The clearer the clinical and molecular-biological correlations between the illnesses diabetes and cancer become in the future, the more often shall nutrition-oriented recommendations be made from scientists, so that the attending physician can counsel his patients individually to arrange his diet with known nutritional components, which can additively or synergistically support standard therapy regiments. It is to be wished that this disease correlation (cancer and diabetes) would be taken seriously in Germany for the patients‘ benefit, and evidenced-based nutrition regiments would be executed as a matter of course as an integral part in a broad treatment concept; thereby a competitive diversity would satisfy the needs of the individual patient.

Summary

Several studies have suggested that the metabolic syndrome may alter the risk of developing a variety of cancers – colon, pancreas, breast, liver, gall bladder – and the associations are biologically plausible.
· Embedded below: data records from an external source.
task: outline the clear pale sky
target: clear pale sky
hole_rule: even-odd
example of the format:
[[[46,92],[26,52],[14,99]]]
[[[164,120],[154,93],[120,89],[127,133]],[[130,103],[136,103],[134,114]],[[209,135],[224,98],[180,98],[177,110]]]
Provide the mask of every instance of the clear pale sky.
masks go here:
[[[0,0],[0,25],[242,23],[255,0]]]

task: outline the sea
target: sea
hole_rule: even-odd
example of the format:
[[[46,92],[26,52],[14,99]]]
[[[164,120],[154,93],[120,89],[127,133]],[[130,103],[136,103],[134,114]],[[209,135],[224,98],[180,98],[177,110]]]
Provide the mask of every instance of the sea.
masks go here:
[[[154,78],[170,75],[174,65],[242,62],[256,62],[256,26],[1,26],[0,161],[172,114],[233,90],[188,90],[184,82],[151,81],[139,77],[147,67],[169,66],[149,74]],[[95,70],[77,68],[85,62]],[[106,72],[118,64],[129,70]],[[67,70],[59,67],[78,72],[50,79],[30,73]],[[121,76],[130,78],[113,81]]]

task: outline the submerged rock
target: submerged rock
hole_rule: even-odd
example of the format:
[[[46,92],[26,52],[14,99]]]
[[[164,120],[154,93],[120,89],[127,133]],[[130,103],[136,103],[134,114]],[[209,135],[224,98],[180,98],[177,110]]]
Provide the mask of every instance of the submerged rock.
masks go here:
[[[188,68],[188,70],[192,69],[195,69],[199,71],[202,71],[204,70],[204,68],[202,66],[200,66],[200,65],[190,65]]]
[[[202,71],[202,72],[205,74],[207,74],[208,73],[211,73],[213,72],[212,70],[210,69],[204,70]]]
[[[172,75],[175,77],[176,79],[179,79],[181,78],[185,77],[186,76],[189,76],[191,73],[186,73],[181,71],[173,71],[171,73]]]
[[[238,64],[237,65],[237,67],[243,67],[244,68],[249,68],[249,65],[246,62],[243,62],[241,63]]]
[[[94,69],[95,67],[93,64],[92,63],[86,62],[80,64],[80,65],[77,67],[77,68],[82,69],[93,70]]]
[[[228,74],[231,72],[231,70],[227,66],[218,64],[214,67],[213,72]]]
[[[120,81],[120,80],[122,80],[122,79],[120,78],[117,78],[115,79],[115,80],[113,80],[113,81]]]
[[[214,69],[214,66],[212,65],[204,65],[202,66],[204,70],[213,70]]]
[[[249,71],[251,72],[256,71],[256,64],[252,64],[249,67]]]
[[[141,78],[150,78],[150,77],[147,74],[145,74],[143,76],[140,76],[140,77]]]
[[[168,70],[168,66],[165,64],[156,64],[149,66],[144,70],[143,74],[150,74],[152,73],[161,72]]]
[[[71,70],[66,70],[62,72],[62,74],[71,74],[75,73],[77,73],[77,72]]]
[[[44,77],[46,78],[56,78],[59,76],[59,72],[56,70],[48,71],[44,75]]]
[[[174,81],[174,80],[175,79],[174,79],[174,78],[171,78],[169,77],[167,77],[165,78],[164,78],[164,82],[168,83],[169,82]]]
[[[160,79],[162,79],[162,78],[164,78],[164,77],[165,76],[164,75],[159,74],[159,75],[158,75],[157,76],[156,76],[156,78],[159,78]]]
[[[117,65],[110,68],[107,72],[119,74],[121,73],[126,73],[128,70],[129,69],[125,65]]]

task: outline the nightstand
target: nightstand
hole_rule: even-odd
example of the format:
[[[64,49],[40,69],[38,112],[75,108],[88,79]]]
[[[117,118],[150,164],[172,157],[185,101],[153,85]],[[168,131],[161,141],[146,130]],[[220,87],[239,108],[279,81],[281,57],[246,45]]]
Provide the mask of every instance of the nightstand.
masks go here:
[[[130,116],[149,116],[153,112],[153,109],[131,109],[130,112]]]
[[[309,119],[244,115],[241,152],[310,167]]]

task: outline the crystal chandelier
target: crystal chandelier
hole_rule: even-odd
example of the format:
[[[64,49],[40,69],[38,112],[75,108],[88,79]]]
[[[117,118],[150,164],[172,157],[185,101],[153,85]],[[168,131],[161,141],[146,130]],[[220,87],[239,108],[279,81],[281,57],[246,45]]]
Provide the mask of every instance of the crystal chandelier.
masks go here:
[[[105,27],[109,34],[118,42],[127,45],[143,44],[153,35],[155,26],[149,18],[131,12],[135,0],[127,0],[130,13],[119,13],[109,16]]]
The American key societies – Cancer Society, Diabetes and Heart Associations – have stated that the current approaches to health promotion and prevention of cardiovascular disease, cancer and diabetes do not approach the potential of existing knowledge. A concerted effort to increase application of public health and clinical interventions of known efficacy could substantially reduce the human and economic costs of these diseases. Moreover, cancer survivors received less care for other medical conditions. In addition to a scientifically trend-setting weight reduction study [7], we introduce here data of a dietary intervention study in non-insulin dependent diabetes mellitus (NIDDM), showing that a regular support for 26 weeks of the day-to-day eating habit with a high-soy-protein/milk/yoghurt formulation (Almased®, Bienenbuttel, Germany, St. Petersburg, FL, USA) down-regulates hormone (insulin, IL-6) and biochemical (fasting glucose, trigliceride levels) parameters which may contribute to the carcinogenic process.

Compliance with ethical standards

Conflict-of-interest

KSZ is has a consultant voting member of the scientific advisory board of the Almased-Group. KSZ has no stock or proft-sharing in these companies.